Usually, such overblown illustrations don”t bode well for a book”s content, but I, in search of some brain candy after weeks of literary fiction, decided to open it. For the next full hour I stayed in the bookstore, giggling to myself (after awhile I gave up even trying to be quiet). I could have brought home any number of books, but as it grew later and the saleswomen threw me glances, nearly tripped over me, etc., I decided to do the polite thing and splurge on the book. Even given its hardcover price of $25, I consider it money well-spent.

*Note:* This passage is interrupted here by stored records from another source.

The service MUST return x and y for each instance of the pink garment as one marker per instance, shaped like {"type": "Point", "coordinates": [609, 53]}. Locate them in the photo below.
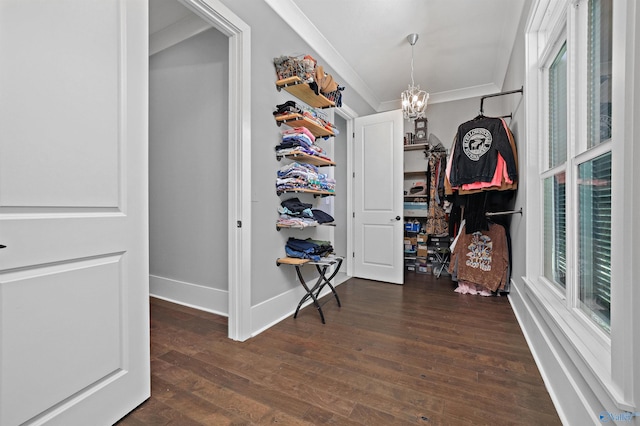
{"type": "Point", "coordinates": [465, 287]}
{"type": "Point", "coordinates": [497, 180]}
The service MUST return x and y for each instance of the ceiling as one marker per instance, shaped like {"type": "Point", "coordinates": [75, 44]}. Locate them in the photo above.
{"type": "Point", "coordinates": [463, 48]}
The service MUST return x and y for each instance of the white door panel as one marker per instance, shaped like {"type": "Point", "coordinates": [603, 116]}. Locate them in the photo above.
{"type": "Point", "coordinates": [74, 323]}
{"type": "Point", "coordinates": [378, 197]}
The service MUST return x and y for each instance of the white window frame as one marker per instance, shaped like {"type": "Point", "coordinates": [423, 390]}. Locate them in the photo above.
{"type": "Point", "coordinates": [605, 358]}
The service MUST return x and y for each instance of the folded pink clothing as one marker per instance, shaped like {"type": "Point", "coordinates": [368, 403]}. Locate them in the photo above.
{"type": "Point", "coordinates": [465, 287]}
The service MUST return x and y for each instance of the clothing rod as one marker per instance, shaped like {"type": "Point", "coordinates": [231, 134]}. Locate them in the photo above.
{"type": "Point", "coordinates": [504, 213]}
{"type": "Point", "coordinates": [520, 90]}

The book is a humorous, but not overdone, memoir: the author really did go for a year attempting to live by the literal word of the Bible. Jacobs did his research, too; he collected and read several versions of the Bible and spoke to spiritual leaders of several denominations, from rabbis to Red-Letter Christians to Jehovah”s Witnesses (he called and asked one to come over) to a group of evangelical Christians who see snake-handling during services as an expression of faith. He went to a Bible study session for gay fundamentalists and a Creationist museum. His treatment of what many of us, as students at a liberal arts college in Massachusetts, probably see as rather “out-there” religious views remained respectful as well as humorous; what I loved most was that the main thrust of the comedy was aimed toward Jacobs himself.

After all, it wasn”t a “year of surveying odd sects”; Jacobs himself attempted to live Biblically, which meant, in his case, preparing a 20-odd-page list of commandments he gathered after carefully parsing both Old and New Testaments, which he attempted to follow to the letter. After a few days he decided it was impossible to focus on every rule at once, but he didn”t let himself overtly break any. He even followed the commandment about stoning adulterers: he used very small pebbles, which he dropped on a man”s shoe.

He didn”t allow himself to wear mixed wool and linen, either; he even got an expert to examine his clothes for mixed fibers. And soon he only wore white, as per another Biblical rule (oft-overlooked). He refrained from touching women who might be ’impure.”

As a rather humorous result, writes Jacobs, “a small but surprisingly vocal minority of Julie”s [his wife”s] friends have volunteered detailed information about their biological cycles. The photo editor at Esquire took the considerate step of e-mailing me her schedule. Did I perhaps want an Excel chart as well, she wondered?” Jacobs, in fact, also writes for Esquire, a rather interesting job given his Biblical restrictions. He also obtains a slave (otherwise known as an unpaid intern).

If I were to fully convey the humor of the book, I would have to reprint it all in this article, and not only do we not have space, I think that might violate some copyright laws. So I will say only, and unequivocally, that you really ought to buy it. Like his earlier book, The Know-It-All, The Year of Living Biblically is a memoir, so it includes details from his personal life, such as his and his wife”s struggle to have more children.

Again, however, he treats even serious topics with grace, humor and aplomb. We”re never weighed down by didacticism, nor are we falsely buoyed by one-liners. He doesn”t sacrifice truth for comedy, nor comedy for truth. As anyone should know, this isn”t an easy juggling act. Jacobs succeeds resoundingly.